I'm confused where an inline assembly block would be helpful. A relaxed atomic load should have the same runtime behavior.
Briefly: if a function calls several callees, and each of those callees has its own detection and dispatch, and those callees are inlined, then all but one of the detections can be eliminated.
That said, I've been continuing to experiment, and there's not as much optimization that current Rust and LLVM will do here, compared with the approach of making functions generic over the SIMD capability (as pulp does), passing around a ZST for this, and dispatching on the token (I do this by having methods like .as_avx2() on the Simd trait that the token impl's).
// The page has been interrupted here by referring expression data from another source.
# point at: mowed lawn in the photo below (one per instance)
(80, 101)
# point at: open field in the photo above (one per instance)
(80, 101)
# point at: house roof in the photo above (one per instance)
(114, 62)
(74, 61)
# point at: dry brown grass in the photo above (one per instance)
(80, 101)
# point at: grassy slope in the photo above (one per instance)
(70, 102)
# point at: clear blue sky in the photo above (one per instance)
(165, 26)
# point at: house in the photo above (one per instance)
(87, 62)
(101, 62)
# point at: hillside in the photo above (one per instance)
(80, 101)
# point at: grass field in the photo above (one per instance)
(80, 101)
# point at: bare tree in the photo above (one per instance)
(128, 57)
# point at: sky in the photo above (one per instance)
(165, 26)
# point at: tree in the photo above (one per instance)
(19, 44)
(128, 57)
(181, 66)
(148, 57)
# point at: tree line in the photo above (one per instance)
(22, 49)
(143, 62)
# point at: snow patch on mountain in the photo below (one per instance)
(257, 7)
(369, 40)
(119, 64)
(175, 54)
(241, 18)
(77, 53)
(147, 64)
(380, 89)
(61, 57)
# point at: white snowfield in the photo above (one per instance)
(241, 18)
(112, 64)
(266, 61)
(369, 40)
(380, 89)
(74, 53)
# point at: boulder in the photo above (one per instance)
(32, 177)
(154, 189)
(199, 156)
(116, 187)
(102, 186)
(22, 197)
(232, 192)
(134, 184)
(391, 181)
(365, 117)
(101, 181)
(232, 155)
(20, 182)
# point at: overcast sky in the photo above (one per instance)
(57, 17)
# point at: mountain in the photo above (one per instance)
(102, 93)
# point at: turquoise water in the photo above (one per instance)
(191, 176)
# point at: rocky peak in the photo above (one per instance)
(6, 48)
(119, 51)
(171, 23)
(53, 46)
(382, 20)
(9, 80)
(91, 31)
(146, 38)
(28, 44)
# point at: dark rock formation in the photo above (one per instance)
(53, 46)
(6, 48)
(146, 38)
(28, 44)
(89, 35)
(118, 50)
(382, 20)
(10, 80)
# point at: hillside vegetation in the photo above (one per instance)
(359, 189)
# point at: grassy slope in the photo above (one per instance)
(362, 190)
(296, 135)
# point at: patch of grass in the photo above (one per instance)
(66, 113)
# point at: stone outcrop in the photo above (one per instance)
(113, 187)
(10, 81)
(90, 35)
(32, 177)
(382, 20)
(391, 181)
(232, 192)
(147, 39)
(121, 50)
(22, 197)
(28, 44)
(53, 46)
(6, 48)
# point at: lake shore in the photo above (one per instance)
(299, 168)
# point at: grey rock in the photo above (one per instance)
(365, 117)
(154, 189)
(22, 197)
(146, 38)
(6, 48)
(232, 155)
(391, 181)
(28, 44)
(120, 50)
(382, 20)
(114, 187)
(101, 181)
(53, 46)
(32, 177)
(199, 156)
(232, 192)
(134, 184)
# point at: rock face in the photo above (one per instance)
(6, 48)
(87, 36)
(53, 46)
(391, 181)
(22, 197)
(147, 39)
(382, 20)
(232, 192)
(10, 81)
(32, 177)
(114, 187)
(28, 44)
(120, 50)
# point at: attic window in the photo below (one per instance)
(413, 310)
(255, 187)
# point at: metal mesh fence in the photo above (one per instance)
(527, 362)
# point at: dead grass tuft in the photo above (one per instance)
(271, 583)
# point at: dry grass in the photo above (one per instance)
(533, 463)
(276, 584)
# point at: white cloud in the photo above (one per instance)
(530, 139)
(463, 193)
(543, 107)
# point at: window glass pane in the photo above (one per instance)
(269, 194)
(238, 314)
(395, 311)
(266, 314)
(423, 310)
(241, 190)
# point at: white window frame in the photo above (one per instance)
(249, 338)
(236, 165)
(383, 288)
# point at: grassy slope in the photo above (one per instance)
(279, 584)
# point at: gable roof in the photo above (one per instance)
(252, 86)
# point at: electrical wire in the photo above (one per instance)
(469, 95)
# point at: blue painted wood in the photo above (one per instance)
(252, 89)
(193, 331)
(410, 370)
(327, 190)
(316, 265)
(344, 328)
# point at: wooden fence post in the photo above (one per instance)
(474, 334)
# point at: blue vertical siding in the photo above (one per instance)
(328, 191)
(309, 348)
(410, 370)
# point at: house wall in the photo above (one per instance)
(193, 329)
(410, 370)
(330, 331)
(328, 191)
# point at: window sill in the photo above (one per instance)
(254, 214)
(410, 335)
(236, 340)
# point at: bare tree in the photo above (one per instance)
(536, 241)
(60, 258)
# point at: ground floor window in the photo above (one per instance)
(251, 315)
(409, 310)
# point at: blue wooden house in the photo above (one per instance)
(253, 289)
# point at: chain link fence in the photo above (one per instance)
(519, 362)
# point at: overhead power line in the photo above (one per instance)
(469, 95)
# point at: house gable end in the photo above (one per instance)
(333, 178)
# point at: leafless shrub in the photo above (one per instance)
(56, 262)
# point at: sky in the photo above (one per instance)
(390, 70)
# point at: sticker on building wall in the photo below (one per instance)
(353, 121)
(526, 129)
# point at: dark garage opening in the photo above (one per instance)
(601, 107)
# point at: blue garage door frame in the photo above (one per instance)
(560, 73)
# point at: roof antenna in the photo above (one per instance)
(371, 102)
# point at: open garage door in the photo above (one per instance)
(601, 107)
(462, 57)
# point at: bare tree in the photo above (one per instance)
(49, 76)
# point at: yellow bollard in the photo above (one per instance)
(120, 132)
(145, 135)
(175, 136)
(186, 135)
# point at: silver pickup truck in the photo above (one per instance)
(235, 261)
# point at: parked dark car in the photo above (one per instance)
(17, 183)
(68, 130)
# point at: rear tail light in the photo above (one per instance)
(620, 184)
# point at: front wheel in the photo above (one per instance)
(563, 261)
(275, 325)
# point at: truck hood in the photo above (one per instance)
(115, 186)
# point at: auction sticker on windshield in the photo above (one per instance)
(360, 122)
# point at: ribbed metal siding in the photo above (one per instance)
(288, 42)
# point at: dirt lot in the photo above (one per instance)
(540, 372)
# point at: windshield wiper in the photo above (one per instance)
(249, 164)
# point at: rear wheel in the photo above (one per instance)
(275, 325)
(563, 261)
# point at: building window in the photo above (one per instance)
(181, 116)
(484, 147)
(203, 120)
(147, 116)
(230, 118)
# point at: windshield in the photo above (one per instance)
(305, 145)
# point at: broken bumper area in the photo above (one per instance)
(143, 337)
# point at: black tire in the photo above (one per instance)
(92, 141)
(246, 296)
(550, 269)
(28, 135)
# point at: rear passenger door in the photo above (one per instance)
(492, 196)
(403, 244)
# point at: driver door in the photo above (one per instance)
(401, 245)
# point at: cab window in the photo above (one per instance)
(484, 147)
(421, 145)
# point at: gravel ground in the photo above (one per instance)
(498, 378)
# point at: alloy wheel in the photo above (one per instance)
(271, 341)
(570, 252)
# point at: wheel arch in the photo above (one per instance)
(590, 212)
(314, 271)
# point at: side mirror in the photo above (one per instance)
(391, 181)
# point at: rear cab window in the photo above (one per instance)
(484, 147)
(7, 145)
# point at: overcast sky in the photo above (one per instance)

That's yielding the highest quality code in my experiments, but ergonomically is not ideal.
I found this thread while researching why is_x86_feature_detected is surprisingly slow - especially when used in a fine-grained way in leaf functions that I expect to get inlined and used in loops.
Is it likely that is_x86_feature_detected will be made more optimal? I am currently considering writing my own workaround for this.
A more optimal version of all the is_*_feature_detected would certainly be nice, and perhaps even a way to get the cache directly so that more complex checks can be performed.
Currently I use these macros for my maybe_special attribute macro, which automatically implements cpu feature function multiversioning, similar to clang's target_clones attribute. The initialiser function is only called once by the dispatch as the detected specialisation is cached in a static mut (I don't use an atomic because I assume that every specialisation will always behave identically and as such race-conditions don't matter) limiting the severity of performance impacts from this, but an improvement to the performance of these macros would definitely be nice, especially since my crate has to call them a lot of times in a row during its initialiser (which is per function too).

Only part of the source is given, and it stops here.